Allein durch die Anzahl der Behandlungen stellt die rechtliche Auseinandersetzung mit deren Komplikationen ein relevantes, aktuelles Diskussionsthema dar. Unternimmt man eine Literaturrecherche unter dem Stichwort „Begutachtung“, so finden sich unter pubmed von 2000 bis 2010 lediglich 25 Nennungen ohne phlebologischen Bezug. Unter medpilot finden sich zwar 756 Artikel und 150 Monografien, aber lediglich 4 Titel beziehen sich auf phlebologische Themen (Daten aus Nüllen und Noppeney in diesem Heft) – eine unverständliche Diskrepanz mit Blick auf die Wichtigkeit dieses Themas!

Es gibt also Anlass genug, um diesen Problemkreis in den Fokus zu stellen. Nahezu jeder von uns wird im Laufe seines Berufslebens mit gutachterlichen Fragen zu dem hier angesprochenen Thema befasst sein –als Betroffener und als Gutachter.
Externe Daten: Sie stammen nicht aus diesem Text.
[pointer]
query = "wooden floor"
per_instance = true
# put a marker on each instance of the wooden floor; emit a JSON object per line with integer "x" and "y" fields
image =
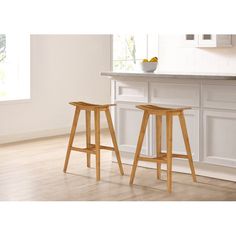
{"x": 32, "y": 171}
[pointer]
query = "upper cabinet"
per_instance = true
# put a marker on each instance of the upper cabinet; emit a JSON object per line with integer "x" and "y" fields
{"x": 208, "y": 40}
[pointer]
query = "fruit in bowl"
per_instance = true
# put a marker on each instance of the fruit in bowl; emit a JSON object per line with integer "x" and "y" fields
{"x": 149, "y": 66}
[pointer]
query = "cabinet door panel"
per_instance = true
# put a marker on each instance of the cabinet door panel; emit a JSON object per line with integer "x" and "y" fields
{"x": 207, "y": 40}
{"x": 131, "y": 91}
{"x": 220, "y": 137}
{"x": 219, "y": 96}
{"x": 192, "y": 120}
{"x": 173, "y": 94}
{"x": 128, "y": 125}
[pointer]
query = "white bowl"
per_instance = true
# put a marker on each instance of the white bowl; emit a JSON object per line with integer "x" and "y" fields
{"x": 149, "y": 66}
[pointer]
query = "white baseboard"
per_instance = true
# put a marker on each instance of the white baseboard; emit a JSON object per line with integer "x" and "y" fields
{"x": 202, "y": 169}
{"x": 42, "y": 134}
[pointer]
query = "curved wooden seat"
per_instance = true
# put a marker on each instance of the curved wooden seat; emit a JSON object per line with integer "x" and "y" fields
{"x": 90, "y": 106}
{"x": 153, "y": 109}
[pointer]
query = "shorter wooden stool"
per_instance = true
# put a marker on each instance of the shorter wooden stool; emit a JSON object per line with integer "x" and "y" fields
{"x": 160, "y": 156}
{"x": 93, "y": 148}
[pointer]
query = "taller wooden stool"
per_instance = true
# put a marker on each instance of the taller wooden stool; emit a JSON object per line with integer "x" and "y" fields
{"x": 162, "y": 157}
{"x": 93, "y": 148}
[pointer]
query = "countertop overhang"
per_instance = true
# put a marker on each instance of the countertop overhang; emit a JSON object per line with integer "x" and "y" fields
{"x": 177, "y": 75}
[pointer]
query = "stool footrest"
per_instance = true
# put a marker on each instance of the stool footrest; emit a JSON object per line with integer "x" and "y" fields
{"x": 162, "y": 158}
{"x": 152, "y": 159}
{"x": 163, "y": 154}
{"x": 92, "y": 149}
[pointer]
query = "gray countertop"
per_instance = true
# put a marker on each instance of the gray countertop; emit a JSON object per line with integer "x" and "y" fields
{"x": 177, "y": 75}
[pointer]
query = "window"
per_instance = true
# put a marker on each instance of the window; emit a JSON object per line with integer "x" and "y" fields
{"x": 14, "y": 67}
{"x": 130, "y": 50}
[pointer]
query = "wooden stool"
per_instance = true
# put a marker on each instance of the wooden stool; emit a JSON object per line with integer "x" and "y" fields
{"x": 160, "y": 156}
{"x": 93, "y": 148}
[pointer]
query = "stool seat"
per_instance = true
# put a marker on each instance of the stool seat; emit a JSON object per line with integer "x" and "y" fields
{"x": 153, "y": 109}
{"x": 90, "y": 107}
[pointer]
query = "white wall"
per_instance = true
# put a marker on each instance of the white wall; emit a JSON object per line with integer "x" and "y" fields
{"x": 174, "y": 57}
{"x": 64, "y": 68}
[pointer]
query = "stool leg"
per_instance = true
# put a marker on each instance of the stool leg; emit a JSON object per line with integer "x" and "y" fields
{"x": 71, "y": 139}
{"x": 113, "y": 136}
{"x": 97, "y": 142}
{"x": 169, "y": 123}
{"x": 158, "y": 143}
{"x": 139, "y": 145}
{"x": 187, "y": 145}
{"x": 88, "y": 136}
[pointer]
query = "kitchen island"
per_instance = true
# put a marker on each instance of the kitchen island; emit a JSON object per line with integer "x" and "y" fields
{"x": 211, "y": 122}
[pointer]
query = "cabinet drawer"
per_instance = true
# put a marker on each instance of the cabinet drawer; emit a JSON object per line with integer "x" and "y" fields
{"x": 131, "y": 91}
{"x": 175, "y": 94}
{"x": 219, "y": 96}
{"x": 219, "y": 129}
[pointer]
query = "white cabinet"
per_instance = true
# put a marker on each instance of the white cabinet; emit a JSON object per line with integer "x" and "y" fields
{"x": 131, "y": 91}
{"x": 180, "y": 94}
{"x": 218, "y": 95}
{"x": 192, "y": 121}
{"x": 128, "y": 125}
{"x": 214, "y": 40}
{"x": 207, "y": 40}
{"x": 219, "y": 137}
{"x": 211, "y": 123}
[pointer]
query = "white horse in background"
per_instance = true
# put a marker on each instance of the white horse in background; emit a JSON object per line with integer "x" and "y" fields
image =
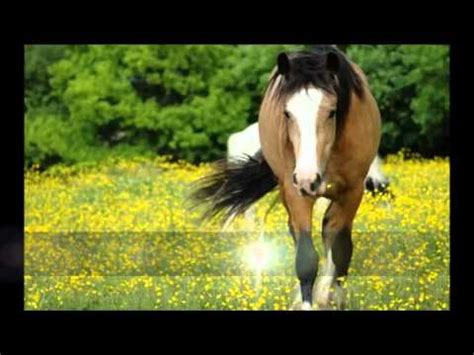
{"x": 247, "y": 143}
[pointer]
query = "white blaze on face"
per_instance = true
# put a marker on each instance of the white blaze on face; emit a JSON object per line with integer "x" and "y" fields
{"x": 304, "y": 106}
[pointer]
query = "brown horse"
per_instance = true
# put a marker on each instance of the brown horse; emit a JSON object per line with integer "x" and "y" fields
{"x": 319, "y": 129}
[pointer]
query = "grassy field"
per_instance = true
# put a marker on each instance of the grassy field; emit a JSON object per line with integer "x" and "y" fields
{"x": 119, "y": 235}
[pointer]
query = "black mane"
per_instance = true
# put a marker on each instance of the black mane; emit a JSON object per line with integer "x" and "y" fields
{"x": 310, "y": 69}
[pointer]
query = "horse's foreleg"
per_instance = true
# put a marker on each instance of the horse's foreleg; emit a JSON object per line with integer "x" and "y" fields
{"x": 300, "y": 213}
{"x": 337, "y": 230}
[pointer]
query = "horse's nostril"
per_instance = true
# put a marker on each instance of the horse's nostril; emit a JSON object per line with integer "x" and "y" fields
{"x": 294, "y": 179}
{"x": 315, "y": 183}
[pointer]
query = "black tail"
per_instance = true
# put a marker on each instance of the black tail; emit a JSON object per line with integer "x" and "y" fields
{"x": 234, "y": 186}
In beiden Szenarien ist eine Detailkenntnis zu dem aktuellen Stand der gutachterlichen Herangehensweise hilfreich. Ich freue mich, dass wir mit Dr. Nüllen und Dr. Noppeney die wichtigsten deutschsprachigen Autoren zu diesem Thema für eine umfassende Übersichtsdarstellung gewinnen konnten. Die Lektüre ist sehr aufschlussreich und daher sehr empfehlenswert.

In diesem Sinne grüße ich Sie herzlich zum neuen Jahr und wünsche Ihnen auch in 2011 viel Erfolg, Glück und Gesundheit!